Sim, Marcelo. Deveria.

Jão é parte cintilante da forte onda de uma MPB renovada e puxada para todos os lados que escancarou seu grande momento no último final de semana no festival de Interlagos, iminentemente internacional, que entre outras coisas serviu para evidenciar a nova posição da CENA brasileira que estamos vivendo, um conjunto de artistas e bandas que representam os mais variados públicos e que convergiram nos palcos do autódromo em pluralidade e qualidade. E que está deixando de ser acessória em festivais desse porte, em que os destaques maiores vão para os gringos.
Jão é pop e recentemente lotou três noites na enorme casa Espaço das Américas, na Barra Funda. Então não surpreendeu ver que ele, tocando cedo, de dia, no segundo maior palco do Lolla BR (foto acima, de Yokota), arrastar mais público que, por exemplo, a badalada banda texana Black Pumas, ela mesma abasbacada com a quantidade de pessoas que estava diante dela. Jão não deve ter ficado espantado.

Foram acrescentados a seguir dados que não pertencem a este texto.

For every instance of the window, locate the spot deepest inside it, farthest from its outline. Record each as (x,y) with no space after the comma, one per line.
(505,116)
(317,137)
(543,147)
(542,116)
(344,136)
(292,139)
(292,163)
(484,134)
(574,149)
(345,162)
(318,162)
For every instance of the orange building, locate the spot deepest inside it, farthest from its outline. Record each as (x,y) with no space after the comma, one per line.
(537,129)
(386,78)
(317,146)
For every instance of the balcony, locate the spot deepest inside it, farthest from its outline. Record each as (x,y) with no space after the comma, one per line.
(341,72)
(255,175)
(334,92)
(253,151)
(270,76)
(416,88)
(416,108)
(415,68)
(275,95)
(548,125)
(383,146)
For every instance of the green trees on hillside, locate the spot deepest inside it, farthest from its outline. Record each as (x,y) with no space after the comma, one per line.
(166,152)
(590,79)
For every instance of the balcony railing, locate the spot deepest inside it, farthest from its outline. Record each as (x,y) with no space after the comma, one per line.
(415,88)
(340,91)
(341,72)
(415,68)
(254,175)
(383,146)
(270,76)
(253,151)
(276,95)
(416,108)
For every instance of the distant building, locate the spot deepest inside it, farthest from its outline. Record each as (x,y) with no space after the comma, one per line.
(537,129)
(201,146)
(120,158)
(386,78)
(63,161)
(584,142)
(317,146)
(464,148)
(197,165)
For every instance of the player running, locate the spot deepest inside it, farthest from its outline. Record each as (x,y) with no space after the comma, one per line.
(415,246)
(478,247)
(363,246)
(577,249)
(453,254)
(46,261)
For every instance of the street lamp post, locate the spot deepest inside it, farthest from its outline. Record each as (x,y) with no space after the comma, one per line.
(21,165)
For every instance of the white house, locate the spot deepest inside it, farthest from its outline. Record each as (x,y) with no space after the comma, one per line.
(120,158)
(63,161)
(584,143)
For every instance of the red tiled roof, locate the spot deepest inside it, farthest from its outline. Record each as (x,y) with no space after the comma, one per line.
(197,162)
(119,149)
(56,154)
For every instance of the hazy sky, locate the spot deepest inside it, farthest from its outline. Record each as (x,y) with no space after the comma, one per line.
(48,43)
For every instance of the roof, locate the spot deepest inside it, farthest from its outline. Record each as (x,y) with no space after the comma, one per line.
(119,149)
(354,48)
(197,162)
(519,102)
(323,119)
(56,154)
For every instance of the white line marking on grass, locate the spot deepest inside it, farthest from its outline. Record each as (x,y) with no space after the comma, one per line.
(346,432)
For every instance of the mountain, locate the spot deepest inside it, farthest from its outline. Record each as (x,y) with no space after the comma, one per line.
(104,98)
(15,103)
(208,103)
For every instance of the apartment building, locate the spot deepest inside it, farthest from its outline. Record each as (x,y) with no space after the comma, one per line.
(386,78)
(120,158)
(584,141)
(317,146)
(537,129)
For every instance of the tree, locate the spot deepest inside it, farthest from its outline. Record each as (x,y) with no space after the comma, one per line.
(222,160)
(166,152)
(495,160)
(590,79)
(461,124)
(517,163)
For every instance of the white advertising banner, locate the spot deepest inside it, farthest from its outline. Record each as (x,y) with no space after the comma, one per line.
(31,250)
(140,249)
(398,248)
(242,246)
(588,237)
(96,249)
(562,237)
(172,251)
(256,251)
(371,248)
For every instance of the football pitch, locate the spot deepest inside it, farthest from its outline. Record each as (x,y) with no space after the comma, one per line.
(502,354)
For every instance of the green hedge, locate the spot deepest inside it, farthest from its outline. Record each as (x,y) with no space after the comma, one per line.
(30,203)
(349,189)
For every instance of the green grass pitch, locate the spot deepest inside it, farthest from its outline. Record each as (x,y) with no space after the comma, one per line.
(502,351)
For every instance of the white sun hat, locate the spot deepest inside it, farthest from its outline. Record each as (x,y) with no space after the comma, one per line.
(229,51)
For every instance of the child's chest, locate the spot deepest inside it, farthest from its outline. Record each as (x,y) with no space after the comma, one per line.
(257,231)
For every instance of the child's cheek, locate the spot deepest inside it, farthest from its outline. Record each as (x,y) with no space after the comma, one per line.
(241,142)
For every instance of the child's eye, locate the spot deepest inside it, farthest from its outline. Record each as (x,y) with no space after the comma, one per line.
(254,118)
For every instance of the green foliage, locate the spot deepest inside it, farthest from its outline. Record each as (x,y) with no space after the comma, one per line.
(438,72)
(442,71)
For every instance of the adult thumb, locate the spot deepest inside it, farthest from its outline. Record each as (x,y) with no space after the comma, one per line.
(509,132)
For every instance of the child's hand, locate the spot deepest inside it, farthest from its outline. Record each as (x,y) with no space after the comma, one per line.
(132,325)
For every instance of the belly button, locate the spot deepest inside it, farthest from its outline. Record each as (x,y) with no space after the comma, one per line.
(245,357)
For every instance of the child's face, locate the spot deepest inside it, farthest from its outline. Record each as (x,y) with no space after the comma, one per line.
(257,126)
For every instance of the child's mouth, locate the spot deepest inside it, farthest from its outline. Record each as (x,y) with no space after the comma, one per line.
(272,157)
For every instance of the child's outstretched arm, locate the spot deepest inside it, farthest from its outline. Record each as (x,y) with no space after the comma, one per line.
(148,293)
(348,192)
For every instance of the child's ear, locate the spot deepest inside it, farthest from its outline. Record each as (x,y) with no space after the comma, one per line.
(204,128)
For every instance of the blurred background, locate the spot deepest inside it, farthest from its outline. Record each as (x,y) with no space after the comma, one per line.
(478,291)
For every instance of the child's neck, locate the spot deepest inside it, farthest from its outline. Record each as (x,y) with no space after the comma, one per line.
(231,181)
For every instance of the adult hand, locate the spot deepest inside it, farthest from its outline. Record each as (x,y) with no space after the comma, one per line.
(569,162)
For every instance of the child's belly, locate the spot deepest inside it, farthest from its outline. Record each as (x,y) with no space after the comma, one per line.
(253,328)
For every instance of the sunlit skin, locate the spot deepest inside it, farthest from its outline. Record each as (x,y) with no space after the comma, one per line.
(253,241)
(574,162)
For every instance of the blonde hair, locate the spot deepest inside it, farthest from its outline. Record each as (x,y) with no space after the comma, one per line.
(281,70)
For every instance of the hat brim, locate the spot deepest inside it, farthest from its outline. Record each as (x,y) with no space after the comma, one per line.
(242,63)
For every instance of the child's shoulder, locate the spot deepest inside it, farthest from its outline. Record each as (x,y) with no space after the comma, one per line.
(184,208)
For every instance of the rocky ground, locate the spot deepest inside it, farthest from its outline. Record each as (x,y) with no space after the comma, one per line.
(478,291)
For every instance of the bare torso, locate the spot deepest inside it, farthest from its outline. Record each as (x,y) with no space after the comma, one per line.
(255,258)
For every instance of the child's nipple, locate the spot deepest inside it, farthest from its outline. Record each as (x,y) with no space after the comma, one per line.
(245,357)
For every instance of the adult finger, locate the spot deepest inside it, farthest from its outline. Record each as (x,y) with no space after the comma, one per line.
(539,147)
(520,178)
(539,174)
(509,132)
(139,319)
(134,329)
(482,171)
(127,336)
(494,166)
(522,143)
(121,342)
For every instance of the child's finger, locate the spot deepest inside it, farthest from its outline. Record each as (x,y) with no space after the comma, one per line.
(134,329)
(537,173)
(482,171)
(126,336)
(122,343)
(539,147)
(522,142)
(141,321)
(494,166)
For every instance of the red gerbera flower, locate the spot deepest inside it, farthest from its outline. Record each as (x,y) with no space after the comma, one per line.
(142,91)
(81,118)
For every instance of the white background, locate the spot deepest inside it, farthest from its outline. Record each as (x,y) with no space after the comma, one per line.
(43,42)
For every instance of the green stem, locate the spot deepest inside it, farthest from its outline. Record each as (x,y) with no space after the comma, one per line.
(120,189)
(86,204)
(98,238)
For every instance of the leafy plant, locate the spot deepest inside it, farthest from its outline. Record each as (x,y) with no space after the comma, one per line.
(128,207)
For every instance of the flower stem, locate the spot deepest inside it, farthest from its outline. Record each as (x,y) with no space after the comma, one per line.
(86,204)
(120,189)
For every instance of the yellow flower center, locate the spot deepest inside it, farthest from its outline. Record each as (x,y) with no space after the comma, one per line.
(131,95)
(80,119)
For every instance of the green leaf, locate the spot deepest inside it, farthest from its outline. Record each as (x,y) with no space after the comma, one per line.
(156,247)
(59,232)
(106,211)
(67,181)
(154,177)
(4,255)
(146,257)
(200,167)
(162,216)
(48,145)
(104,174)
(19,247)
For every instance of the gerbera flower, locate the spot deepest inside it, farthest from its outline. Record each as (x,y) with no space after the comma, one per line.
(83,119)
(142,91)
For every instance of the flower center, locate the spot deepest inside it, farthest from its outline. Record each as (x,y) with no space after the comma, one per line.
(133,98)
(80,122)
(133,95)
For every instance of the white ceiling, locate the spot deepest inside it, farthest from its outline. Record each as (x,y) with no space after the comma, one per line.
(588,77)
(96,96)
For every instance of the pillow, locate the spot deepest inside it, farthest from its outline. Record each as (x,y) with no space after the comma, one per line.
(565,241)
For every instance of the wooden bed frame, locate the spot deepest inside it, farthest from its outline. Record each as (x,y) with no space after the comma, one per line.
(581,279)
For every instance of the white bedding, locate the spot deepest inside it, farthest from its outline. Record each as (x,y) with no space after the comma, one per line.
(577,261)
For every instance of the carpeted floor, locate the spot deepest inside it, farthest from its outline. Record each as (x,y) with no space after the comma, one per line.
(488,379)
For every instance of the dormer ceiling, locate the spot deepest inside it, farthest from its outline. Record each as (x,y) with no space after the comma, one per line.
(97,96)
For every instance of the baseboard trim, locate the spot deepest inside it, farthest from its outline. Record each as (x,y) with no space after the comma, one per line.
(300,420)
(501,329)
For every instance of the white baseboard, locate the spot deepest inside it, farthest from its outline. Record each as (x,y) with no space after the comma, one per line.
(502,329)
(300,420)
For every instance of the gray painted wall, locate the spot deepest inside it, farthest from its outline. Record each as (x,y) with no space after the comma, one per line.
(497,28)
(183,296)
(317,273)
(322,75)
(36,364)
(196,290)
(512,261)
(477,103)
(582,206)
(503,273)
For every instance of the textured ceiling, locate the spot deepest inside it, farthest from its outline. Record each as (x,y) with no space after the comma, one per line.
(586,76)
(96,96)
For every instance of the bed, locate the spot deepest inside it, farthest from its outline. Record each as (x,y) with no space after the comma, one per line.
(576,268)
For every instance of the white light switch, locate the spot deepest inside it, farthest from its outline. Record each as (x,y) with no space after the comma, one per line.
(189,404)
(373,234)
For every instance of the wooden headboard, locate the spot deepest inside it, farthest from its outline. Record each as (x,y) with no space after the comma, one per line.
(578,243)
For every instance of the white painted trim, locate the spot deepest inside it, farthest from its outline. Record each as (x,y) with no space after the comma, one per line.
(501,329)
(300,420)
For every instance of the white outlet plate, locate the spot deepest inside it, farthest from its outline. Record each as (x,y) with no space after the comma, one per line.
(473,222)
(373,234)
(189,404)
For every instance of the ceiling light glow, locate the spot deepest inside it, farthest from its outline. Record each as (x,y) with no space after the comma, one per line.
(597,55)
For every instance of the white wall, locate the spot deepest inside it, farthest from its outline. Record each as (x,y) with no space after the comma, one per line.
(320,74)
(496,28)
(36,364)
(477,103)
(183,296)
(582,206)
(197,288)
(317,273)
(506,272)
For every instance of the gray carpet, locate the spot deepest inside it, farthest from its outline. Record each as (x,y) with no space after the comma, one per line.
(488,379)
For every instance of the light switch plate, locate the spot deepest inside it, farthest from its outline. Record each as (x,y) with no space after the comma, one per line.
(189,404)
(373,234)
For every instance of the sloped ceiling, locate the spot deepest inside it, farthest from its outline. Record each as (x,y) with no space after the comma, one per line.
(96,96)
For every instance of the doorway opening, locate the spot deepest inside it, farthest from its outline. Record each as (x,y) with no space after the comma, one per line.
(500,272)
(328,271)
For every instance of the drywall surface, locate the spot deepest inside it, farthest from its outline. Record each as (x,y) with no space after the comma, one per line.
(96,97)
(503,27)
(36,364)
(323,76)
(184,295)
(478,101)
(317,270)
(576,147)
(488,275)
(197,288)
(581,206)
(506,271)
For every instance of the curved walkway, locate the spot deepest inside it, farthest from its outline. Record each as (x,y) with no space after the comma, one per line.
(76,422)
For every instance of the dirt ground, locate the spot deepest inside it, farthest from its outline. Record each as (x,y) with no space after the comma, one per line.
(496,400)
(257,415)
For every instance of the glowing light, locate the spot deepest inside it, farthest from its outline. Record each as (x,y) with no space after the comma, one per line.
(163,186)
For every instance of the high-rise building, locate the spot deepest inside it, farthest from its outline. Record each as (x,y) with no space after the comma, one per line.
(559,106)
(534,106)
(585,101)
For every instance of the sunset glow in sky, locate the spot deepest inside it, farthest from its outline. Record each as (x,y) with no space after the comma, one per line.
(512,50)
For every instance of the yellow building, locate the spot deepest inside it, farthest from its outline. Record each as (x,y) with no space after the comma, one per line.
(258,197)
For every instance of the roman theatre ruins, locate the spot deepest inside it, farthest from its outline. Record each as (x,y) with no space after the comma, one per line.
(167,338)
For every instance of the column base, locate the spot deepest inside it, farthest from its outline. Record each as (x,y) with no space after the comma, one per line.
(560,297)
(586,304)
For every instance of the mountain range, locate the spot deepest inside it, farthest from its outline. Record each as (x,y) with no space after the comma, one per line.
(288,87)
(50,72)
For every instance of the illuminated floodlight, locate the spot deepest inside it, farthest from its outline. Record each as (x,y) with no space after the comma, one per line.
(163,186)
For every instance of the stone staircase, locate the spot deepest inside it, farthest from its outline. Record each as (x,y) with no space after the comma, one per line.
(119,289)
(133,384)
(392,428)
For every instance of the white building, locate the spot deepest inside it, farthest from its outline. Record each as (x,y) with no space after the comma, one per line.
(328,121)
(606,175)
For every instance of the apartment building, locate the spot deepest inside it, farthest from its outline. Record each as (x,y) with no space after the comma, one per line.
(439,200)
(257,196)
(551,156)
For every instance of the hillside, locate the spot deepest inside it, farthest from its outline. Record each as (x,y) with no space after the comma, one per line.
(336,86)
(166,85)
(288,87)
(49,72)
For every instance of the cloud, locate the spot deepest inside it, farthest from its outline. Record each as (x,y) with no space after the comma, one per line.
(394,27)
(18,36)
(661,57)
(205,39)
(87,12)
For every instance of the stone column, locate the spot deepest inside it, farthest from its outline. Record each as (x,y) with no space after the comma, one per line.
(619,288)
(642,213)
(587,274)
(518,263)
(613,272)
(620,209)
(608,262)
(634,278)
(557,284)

Teve o Jão. Mas teve também Anitta abrilhantando o showzão da atração mega americana Miley Cyrus, que disse estar recebendo a “número 1 do mundo” por ter a mais ouvida do planeta no Spotify; teve o concerto enooooooorme do rapper Emicida; teve a apresentação para festivais internacionais da Pabllo Vittar, artista brasileira que esteve nos três Lollas sul-americanos; teve o grande desempenho sonoro e político da Fresno; até o indie Terno Rei, a MPB alto-astral do Silva e o inclassificável show da Jup do Bairro atraíram muuuuuuita gente diante deles, perto do que geralmente tocam. Bom, Silva sai até de trio-elétrico próprio por capitais do país, então beleza arrastar multidão no Lolla.
Impressionou o show da artista Gloria Groove, uma explosão em diversos sentidos. A impressão era de que muita gente parecia estar vendo ela pela primeira vez, mas quando vinham os hits de Gloria, a geral sabia cantar.
Tudo isso sem falar no fenômeno pop Lagum (que teve uma plateia realmente surpreendemente mesmo tocando em um dos horários mais complicados do festival, domingo, por volta das 12h), o ovacionado rapper Djonga (que talvez merecesse estar num palco maior pelo tamanho de seu show no Lolla) e a deslumbrada e deslumbrante Marina Sena (pequeno fenômeno mineiro pós-pandêmico que em breve parte para tour na Europa, que inclui Londres, Madrid e Copenhagen, entre outros lugares, pensa). Até Edgar, Clarice Falcão, Menores Atos, Gloria Groove, Lamparina e MC Tha, cada um com suas diferenças, deram conta do recado bonitinho, com plateia relevante.
No todo, pode ver, a CENA esteve brilhante em todas as suas cores, nomes, estilos no Lolla.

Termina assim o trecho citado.